Retorno a la infancia
Mi madre nos
dijo, - Vamos, Calle Capuchinos 49. Aunque igual ha cambiado el número -. Ahí
era la casa de sus abuelos, lo recordaba perfectamente. El lugar donde habían
transcurrido sus veranos de la infancia. Le preguntamos a un transeúnte, un
hombre mayor que cruzaba la plaza. Sí, contestó, existe una calle llamada Capuchinos.
Mi madre hacía
meses que me lo había pedido. Me dijo,- Podríamos ir algún día a Xàtiva-. Por
diferentes motivos había postergado el viaje, pero ayer, uno de mis últimos
días de estas vacaciones de verano, organizamos una pequeña expedición formada
por mi hija, mi suegra y mi madre para cumplir con su deseo.
Xàtiva siempre
fue un lugar especial para mi madre.

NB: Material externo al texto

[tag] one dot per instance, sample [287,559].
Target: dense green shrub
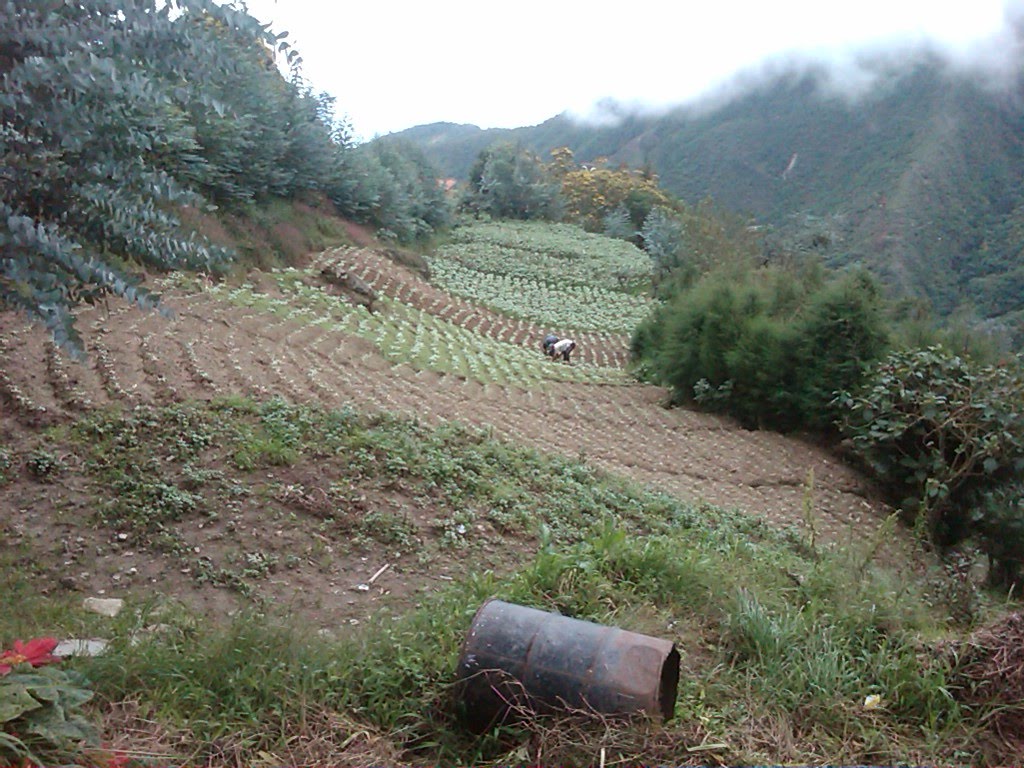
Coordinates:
[510,181]
[946,437]
[768,346]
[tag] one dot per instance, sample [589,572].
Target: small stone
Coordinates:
[80,648]
[107,606]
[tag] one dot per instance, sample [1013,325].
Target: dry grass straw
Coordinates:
[321,737]
[989,677]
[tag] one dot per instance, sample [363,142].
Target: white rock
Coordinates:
[107,606]
[80,647]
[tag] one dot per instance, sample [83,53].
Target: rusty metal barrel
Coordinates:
[517,660]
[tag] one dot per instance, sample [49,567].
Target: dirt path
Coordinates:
[211,347]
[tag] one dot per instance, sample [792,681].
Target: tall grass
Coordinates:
[765,651]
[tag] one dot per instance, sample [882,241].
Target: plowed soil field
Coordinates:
[213,347]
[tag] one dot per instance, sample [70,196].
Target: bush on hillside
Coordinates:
[946,437]
[509,181]
[768,346]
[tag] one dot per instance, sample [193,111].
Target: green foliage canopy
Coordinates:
[946,437]
[768,346]
[93,143]
[508,181]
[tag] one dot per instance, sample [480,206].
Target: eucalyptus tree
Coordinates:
[99,142]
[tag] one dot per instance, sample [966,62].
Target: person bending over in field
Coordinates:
[549,341]
[563,347]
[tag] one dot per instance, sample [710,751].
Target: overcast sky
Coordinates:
[396,64]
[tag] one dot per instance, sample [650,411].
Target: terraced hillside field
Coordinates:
[424,353]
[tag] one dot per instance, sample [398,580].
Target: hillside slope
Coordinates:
[284,335]
[919,179]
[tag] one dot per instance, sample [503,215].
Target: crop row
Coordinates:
[569,305]
[541,251]
[406,334]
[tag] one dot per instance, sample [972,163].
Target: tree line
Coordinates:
[770,336]
[114,115]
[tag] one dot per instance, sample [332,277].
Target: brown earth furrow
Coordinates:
[211,347]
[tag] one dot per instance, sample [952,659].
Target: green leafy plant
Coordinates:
[947,439]
[40,709]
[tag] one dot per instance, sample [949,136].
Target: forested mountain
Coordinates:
[919,178]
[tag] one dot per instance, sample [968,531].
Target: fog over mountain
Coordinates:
[906,158]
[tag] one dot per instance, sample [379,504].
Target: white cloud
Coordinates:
[392,65]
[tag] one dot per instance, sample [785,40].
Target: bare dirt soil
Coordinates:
[211,348]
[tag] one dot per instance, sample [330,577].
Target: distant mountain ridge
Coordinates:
[921,179]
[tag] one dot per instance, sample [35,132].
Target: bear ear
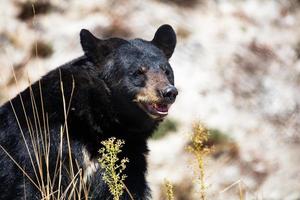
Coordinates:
[165,39]
[98,49]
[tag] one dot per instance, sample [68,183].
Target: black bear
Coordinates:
[50,133]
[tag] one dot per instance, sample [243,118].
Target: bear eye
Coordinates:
[140,71]
[167,72]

Era precisamente el pueblo de origen de mi
abuelo y el lugar de sus vacaciones de la infancia. Con amor indisimulado
siempre hablaba de sus familiares, de la casa del abuelo en la falda de la
colina del castillo y del agua que brotaba de una fuente directamente en su
interior. Las anécdotas y las escasas idas y venidas al pueblo de nuestros
ancestros siempre tenían cierto sabor mítico y aroma de recuerdo.
Debió de ser
hacia los años cuarenta cuando mi madre corría feliz por las estrechas calles
de la vieja Xàtiva. En una ciudad con escasos coches los niños tenían barra
libre para correr todos los arrabales desde el laberinto empinado que abraza el
castillo hasta el amplio bulevar repleto de grandiosos plátanos. Hay que decir
que ésta es una ciudad que respira sabor
y peso histórico más allá de su importancia actual. El castillo,
abrazado a la cresta de una colina, se pliega a su curvatura majestuoso como
una muralla china en miniatura y domina el valle que se abre hacia el norte sin
dejar de perder de vista el corredor de Montesa, la ruta que antaño jugara el
papel de arteria principal entre los reinos de Castilla y Valencia. Xàtiva,
ciudad de los Borja, San Felipe de la derrota de los “socarrats” o “chamuscados”,
que colgaron por siempre al rey cabeza abajo por la crueldad con la que trató a
los vencidos.
Mi madre
taciturna y despistada y mi suegra, contando mil y una anécdotas sin parar,
iban juntas en los asientos traseros. Como me suele suceder últimamente, no llegaba a saber el grado de
consciencia de mi madre respecto a lo que estábamos haciendo. Ella lo tiene
claro, quiere salir todos los días de casa a pasear y con su vestido de
estampados azules y bolso y zapatos blancos a juego, miraba el paisaje con esa
mirada algo ensimismada y perdida que últimamente le acompaña. Pasamos “La Vall
de Albaida” en lo que fue un luminoso día de agosto. Un cielo azul con suaves
nubes que ya anuncian septiembre daba el adecuado contrapunto a ese paisaje
suavemente ondulado, cubierto de viñas y terrazas con árboles frutales. Los pueblos del camino, siempre con su torre
asomando entre cúpulas y callejones se abren todavía con la naturalidad de los
caminos reales y las cañadas de antaño. Llutxent, Quatretonda, donde una vez mi
tío Joaquín hizo noche en su viaje en carro al pueblo de sus abuelos, el puerto
de la “Serra Grossa” , Genovés y por fin Xàtiva.
Entramos,
saltando la nueva entrada, por la curva cerrada que antecede a la majestuosa
fuente de los 25 chorros, lugar de parada de todo aquel que entraba o salía de
la ciudad. Mi madre la reconoció enseguida. Sabía dónde estaba.
Aparcamos frente
al instituto de secundaria José de Ribera, solemne y decimonónico. Iniciamos el camino desde lo que fuera la
primitiva huerta hacia el centro. Mira, “El jardín del beso”, dijo mi madre y
subiendo las escaleras vimos un quiosco modernista que confirmaba el nombre.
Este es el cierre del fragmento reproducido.